Over the last two weeks, usage stats for all my projects have fallen dramatically. Doing some random sampling, it looks like this is not only affecting my projects.

For instance Advanced help had a 14 % drop compared to the previous week in the June 7th stats, and a 49 % drop compared to the previous week in the June 14th stats.

I don't believe such huge drops are because by the module (or Drupal itself) has become significantly less popular in just one week - so the most likely explanation is that this is caused by an error.

Project usage overview

Support from Acquia helps fund testing for Drupal Acquia logo

Comments

gisle’s picture

Project: Drupal.org customizations » Drupal.org infrastructure
Version: 7.x-3.x-dev »
Component: Miscellaneous » Other
Status: Needs work » Active

Moving to right queue.

antongp’s picture

Checked a few projects I maintain - each decreased for ~50%. Yep, looks it's some error, I don't believe Views, Token, ctools and other really lost for about half of installations.

sylus’s picture

Yeah noticed this as well for large distros such as panopoly, and commerce_kickstart.

David_Rothstein’s picture

To add another data point, Drupal core doesn't have any usage stats at all listed from that time period (the most recent data displayed at https://www.drupal.org/project/usage/drupal is from May 31) so something does seem to be wrong...

DerekAhmedzai’s picture

FileSize
32.05 KB

My module (Fitvids) had a 10% drop too. I checked some other projects (Panels, Views) and they had dropped too.

I just checked today to see if it was fixed, now it's a 50% drop! What's going on?!

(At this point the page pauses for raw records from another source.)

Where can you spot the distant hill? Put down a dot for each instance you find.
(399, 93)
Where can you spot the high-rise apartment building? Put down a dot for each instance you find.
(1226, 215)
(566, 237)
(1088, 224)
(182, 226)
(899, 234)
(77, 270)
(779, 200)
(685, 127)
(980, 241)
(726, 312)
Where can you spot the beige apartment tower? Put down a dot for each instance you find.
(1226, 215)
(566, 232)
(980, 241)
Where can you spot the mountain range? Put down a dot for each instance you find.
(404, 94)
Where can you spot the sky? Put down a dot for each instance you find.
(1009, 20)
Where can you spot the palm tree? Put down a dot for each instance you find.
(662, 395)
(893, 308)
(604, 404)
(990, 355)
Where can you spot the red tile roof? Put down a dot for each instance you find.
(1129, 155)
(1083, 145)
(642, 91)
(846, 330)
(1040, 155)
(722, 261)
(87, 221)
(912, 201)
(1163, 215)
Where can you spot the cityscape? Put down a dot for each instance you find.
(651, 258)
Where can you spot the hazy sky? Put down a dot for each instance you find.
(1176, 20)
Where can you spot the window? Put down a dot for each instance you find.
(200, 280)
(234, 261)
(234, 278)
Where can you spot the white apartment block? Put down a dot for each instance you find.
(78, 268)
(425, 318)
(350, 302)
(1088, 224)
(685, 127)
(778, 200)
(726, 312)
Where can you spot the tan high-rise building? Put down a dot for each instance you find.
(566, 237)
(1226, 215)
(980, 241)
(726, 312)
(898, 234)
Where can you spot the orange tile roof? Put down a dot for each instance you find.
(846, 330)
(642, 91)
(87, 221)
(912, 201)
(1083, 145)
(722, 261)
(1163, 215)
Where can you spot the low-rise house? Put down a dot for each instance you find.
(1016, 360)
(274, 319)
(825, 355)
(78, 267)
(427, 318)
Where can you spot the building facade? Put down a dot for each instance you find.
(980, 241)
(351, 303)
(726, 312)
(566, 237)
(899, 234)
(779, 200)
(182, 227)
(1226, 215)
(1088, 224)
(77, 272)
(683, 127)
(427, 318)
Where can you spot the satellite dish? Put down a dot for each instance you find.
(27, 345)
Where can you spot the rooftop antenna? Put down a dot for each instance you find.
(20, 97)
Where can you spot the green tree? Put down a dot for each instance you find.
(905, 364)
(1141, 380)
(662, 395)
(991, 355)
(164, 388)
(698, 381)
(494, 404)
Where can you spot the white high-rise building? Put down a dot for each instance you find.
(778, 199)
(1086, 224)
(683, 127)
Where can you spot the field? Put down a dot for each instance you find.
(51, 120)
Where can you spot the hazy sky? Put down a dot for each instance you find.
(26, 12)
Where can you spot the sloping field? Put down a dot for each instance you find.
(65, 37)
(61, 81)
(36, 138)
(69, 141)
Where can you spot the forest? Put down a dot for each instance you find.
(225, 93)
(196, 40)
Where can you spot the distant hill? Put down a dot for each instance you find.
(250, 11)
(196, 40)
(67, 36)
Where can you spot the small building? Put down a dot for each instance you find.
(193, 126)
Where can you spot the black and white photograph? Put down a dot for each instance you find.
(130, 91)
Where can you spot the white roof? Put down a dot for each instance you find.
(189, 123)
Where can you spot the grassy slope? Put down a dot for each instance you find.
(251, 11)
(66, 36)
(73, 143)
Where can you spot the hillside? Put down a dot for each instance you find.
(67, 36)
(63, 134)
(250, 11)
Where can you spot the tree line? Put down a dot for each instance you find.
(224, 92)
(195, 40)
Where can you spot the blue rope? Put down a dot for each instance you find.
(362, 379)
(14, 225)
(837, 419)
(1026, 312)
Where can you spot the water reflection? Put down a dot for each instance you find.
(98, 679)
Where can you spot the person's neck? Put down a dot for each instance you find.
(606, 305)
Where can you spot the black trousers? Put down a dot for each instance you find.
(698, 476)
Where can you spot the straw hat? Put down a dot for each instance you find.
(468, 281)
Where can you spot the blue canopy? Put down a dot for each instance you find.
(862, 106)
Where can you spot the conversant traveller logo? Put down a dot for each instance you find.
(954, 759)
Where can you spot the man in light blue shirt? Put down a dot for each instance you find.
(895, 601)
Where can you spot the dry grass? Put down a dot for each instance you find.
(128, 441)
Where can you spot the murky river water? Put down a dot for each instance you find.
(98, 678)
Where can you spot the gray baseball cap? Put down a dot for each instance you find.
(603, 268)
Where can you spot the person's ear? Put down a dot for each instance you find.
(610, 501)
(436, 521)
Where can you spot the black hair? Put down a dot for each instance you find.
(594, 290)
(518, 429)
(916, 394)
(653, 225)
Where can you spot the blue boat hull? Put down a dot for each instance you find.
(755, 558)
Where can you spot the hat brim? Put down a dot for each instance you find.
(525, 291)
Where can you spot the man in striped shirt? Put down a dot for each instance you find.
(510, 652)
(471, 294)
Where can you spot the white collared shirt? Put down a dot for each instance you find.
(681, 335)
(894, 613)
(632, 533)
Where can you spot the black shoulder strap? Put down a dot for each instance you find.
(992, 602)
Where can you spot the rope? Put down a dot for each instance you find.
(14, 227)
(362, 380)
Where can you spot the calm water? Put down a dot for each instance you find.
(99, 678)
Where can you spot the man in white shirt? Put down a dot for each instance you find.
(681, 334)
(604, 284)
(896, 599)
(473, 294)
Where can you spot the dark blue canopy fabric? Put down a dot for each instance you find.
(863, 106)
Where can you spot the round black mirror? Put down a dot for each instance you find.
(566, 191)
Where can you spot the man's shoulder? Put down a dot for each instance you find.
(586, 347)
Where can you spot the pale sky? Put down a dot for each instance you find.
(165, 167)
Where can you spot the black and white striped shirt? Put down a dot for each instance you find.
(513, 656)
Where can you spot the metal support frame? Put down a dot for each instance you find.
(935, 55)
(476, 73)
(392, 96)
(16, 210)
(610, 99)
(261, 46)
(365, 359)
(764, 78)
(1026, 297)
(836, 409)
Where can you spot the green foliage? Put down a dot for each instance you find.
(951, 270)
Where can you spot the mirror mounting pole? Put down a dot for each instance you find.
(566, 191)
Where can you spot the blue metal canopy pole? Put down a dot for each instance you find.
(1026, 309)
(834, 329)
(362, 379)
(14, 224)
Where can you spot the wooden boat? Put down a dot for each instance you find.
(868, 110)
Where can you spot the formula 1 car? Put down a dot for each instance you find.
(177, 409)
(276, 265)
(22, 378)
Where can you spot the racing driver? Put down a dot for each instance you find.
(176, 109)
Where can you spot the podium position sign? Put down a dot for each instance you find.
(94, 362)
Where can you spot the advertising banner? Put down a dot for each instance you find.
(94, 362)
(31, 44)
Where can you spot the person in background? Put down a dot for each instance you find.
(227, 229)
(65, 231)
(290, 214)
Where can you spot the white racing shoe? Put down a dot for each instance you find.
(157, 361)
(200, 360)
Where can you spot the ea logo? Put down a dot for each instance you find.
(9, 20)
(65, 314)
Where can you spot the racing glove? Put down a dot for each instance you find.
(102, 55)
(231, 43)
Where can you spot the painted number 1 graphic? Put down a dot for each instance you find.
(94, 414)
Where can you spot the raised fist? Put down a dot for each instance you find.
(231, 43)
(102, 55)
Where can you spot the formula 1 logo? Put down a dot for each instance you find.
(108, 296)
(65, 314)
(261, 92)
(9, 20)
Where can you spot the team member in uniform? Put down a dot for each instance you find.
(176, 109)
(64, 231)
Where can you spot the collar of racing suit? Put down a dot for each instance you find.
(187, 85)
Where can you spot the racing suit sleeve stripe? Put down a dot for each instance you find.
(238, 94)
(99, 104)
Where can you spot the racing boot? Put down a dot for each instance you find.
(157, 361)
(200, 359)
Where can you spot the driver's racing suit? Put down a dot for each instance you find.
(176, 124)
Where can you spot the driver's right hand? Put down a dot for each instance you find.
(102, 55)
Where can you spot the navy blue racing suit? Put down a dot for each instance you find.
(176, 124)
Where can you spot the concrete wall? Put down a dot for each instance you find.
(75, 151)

Showing 50% drop in usage!

This needs to be sorted out asap, because if the numbers aren't accurate, then they are meaningless.

sylus’s picture

Priority: Normal » Major

Increasing the priority. Ideally if usage statistics are incorrect we could just disable the metrics until they are working again. I believe there was a related issue about that but can't seem to find it now.

gisle’s picture

sylus wrote:

Ideally if usage statistics are incorrect we could just disable the metrics until they are working again. I believe there was a related issue about that but can't seem to find it now.

Maybe you're thinking about: #2270127: Show info about incorrect usage stats

basic’s picture

We've found the issue on our end, the update stats are processing incomplete log files, and isn't smart enough to notice changes in filesize to the incomplete files. We are going to be rewriting and reprocessing the usage stats to account for this. In the mean time usage stats will be broken and will take some time to catch up to the current day once the processing is fixed.

sylus’s picture

I was curious about whether we have started to reindex the incomplete files. Already had a few emails about the usage drop for a few projects.

Thanks @gisle for the link we definitely should try to push that issue forward should this happen again.

Of course thank you very much for looking into this :)

basic’s picture

I've begun indexing files starting @ June 10th this morning. We are looking at ~1.5 hours per day so it will take some time to catch up. Hopefully by tomorrow morning we've caught up with most of the processing and the stats start to come back to life a bit.

mlhess’s picture

Status: Active » Fixed

Marking this fixed.

anrikun’s picture

Status: Fixed » Active

Looks broken again...

Mixologic’s picture

Thanks @Anrikun - we had another issue with our loghost, and were missing a couple of days of log data. That data has been pulled from our backup source and is processing now.

markhalliwell’s picture

I appreciate the diligence and quick responses the Infra team has shown over this issue; it is quite a headache.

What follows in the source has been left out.